Worse, the tools that are marketed to teachers for these classes use dark patterns, or do not disclose the effect (to induce additional failures). Pearson did this as recently as 2022, where they embedded per-student randomized exam pools and the teacher couldn't access the questions on the test (and you can't rely on a signal from the class because each test is unique), and other psychological patterns such as forcing you to confirm that you got the answer wrong before you can continue (with big red text), whereas correct answers just continue on. Almost like beating a mallet on the student every time they get it wrong, while tossing invectives their way. You think that won't have an impact on performance?

You can literally spend 20 years going to school and never actually complete a degree (same area of study), and not from a matter of not knowing the material.

Normally someone would mention that if there were problems there are routes you can take to address them but that's not actually true either. They do have feedback systems, but those feedback systems are broken feedback systems.

There is no duty to investigate a complaint. Any investigation is viewed by the faculty as creating a hostile work environment. They are all peers, from the Chair, to the Dean, to the Board of Trustees. Its all about social standing, and students have none.

I would be ineffably better off today if I had never gone to college just from the financial toll its taken over the years, and the health toll (in hours worked for a pipedream).

1 comments

I majored in Statistics and Probability. By the mid 1980s, departments were starting to look at the distribution of grades. This lead to teachers giving really difficult tests and then having a large 'curve'. The problem with matching a grade distribution to the Normal Curve, is that by definition the Normal Curve is the absolute wrong goal for grades distribution. A normal distribution requires multiple inputs where none is deterministic. That is the opposite of how a class with a standardized curriculum should fall. Yes there should be variation but the use of the Normal Curve with needlessly difficult tests has caused many departments to be proud of their burn rate with incoming freshmen. In engineering then they routinely pushed out nearly half the freshmen, and had the burn continue into second year. The issue is these engineering students were also part of several 'colleges' who at the time had different policies about grades. One college didn't allow any redos, if you took a class a second time you'd get the two grades. Where another college would allow retaking the class and erasing the old grade. That school eventually merged the colleges and standardized the grading policies but I'm not sure they have any kind of redress to the engineering throwaways. These departments who have high facilities and equipment costs are what I saw pulled that the most often, they used those students whom they were actively harming more than half to subsidize their academic department. Advice I got when I was in the search for college, "Go to the best school you can get the best grades in".
Unfortunately, the best school doesn't advertise, and like the elusive unicorn doesn't seem to exist because the incentives only seem to promote perverse incentives.
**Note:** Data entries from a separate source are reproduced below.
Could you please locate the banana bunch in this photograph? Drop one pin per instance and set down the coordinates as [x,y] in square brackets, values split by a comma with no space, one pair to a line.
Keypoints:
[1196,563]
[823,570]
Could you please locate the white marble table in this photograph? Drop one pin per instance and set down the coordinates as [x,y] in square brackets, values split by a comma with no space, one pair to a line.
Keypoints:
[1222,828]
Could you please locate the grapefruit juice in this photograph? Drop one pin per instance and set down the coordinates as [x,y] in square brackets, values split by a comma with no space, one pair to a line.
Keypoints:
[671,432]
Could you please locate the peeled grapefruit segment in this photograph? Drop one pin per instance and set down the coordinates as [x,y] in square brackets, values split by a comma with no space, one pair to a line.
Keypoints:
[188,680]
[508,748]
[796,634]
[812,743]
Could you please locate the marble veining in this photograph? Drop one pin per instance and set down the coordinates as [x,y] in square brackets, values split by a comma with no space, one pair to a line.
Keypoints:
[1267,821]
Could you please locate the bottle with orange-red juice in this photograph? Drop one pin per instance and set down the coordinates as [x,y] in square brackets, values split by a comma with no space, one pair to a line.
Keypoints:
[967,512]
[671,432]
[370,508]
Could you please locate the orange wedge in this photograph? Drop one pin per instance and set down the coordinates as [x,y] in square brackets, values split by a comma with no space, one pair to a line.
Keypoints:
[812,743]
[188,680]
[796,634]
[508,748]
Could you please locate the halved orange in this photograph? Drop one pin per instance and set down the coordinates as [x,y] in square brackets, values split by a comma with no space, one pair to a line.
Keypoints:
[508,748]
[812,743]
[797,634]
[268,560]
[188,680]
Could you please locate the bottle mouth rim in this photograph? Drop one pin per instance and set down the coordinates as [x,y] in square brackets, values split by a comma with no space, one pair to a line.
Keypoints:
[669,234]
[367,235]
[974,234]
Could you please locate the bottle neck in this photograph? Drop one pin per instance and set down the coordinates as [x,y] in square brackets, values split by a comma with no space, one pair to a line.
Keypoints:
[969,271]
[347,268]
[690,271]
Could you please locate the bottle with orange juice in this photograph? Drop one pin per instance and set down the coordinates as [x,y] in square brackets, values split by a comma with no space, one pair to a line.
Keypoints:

Bad options have crowded out good options, eventually like any lawn that has plastic sheeting blacking it out, the organisms underneath die leaving barren soil.

That may just be my personal geography I did try every college in my area in a 200 mile radius aside from the private ones which I couldn't afford, and the ones that wouldn't let me in, so this wasn't a lack of trying.

That burn rate continues churning forever on the blood of past students that were told lies with no other choice, and the tests are scheduled just after the full refund deadline.

I'd taken physics 9 times by the time I gave up on Aerospace Engineering. They used to do a lab contest among the colleges (same college district) in my area for physics and I directing my group repeatedly won.

Kind of farcical when your students flunk the course repeatedly but are the only ones in the contest to complete a proper egg drop with limited material selection from 6 stories where the egg survives without a crack.

I'm 90% sure they stopped the contest because it looked bad.